Syria ’s state-run SANA news agency said a soldier was killed and three others were wounded in an attack by the Kurdish-led and U.S.-backed Syrian Democratic Forces. State TV later reported that three civilians, including two women, were killed and others were wounded, including two children, in shelling of a residential area that it blamed on the SDF.
SANA said nine employees of the Aleppo Directorate of Agriculture were wounded by SDF shelling that hit its office.

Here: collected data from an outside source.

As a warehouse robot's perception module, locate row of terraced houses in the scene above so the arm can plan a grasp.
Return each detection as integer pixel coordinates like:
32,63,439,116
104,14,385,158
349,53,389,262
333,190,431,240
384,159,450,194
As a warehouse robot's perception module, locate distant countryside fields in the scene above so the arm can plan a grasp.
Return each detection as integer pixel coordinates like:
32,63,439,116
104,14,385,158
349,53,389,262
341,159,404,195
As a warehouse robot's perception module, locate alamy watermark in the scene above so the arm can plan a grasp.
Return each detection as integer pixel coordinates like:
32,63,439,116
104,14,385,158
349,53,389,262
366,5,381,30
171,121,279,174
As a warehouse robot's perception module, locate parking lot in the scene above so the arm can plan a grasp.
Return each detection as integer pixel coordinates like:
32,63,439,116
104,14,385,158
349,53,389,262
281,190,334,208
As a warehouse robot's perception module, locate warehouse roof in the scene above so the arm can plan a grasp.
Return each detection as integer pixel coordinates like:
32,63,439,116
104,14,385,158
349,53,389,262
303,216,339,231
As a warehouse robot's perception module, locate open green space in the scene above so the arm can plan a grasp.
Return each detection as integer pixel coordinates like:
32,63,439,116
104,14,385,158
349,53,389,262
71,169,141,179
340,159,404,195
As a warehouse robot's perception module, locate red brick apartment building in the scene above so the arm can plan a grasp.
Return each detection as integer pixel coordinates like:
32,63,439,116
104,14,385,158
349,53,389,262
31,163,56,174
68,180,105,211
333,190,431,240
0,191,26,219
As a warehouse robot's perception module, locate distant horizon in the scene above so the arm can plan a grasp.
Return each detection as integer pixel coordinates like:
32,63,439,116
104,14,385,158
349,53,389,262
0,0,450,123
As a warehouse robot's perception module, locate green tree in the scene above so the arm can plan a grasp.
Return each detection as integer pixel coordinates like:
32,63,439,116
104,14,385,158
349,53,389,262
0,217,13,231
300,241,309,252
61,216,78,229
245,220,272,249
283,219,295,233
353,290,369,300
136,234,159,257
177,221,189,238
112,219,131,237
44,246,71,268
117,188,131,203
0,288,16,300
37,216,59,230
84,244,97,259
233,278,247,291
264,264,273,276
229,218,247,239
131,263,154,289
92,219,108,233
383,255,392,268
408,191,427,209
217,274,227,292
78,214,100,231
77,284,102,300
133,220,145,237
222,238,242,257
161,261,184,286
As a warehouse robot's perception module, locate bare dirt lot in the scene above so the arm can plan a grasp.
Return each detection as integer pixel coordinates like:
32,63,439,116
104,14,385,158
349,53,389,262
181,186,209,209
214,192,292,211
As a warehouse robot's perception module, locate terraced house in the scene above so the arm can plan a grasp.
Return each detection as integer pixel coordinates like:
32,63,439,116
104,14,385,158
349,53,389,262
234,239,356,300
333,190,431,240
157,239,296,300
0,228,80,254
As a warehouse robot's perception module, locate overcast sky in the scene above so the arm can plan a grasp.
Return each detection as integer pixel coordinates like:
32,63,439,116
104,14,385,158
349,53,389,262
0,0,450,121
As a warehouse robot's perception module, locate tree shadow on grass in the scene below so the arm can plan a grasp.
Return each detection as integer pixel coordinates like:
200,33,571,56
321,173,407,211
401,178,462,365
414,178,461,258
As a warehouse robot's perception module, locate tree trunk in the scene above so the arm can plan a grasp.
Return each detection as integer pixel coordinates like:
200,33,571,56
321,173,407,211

The SDF in a statement denied being behind the shelling that killed the civilians and asserted instead that a shell launched by “factions affiliated with the Damascus government” landed in the al-Midan neighborhood. The SDF claimed the target had been the adjacent Kurdish Sheikh Maqsoud neighborhood.
“This indiscriminate shelling constitutes a direct attack on residential areas and exposes the lives of civilians to grave danger,” it said.
The SDF also said a drone strike launched by government forces had killed one resident of Sheikh Maqsoud and wounded two children, and that shelling in the nearby Bani Zaid neighborhood killed a woman and wounded dozens. There was no mention of those incidents in state media.
There have been intermittent clashes in the predominantly Kurdish Sheikh Maqsoud and Achrafieh neighborhoods of Aleppo in recent months.
The leadership in Damascus under interim President Ahmad al-Sharaa signed a deal in March with the SDF, which controls much of the northeast. The SDF was to merge with the Syrian army by the end of 2025, but there have been disagreements on how it would happen. In April, scores of SDF fighters left Sheikh Maqsoud and Achrafieh as part of the deal with Damascus.
Officials from the central government and SDF met again Sunday in Damascus, but government officials said no “tangible progress” had been made. The SDF has tens of thousands of fighters and is the main force to be absorbed into Syria’s military.
Some of the factions that make up the new Syrian army, formed after the fall of former President Bashar Assad in a rebel offensive in December 2024, were previously Turkish-backed insurgent groups that have a long history of clashing with Kurdish forces.
The SDF for years has been the primary partner of the U.S. in Syria in fighting against the Islamic State group, but Turkey considers the SDF a terrorist organization because of its association with the Kurdistan Workers’ Party, or PKK, which has waged a long-running insurgency in Turkey, although a peace process is now underway.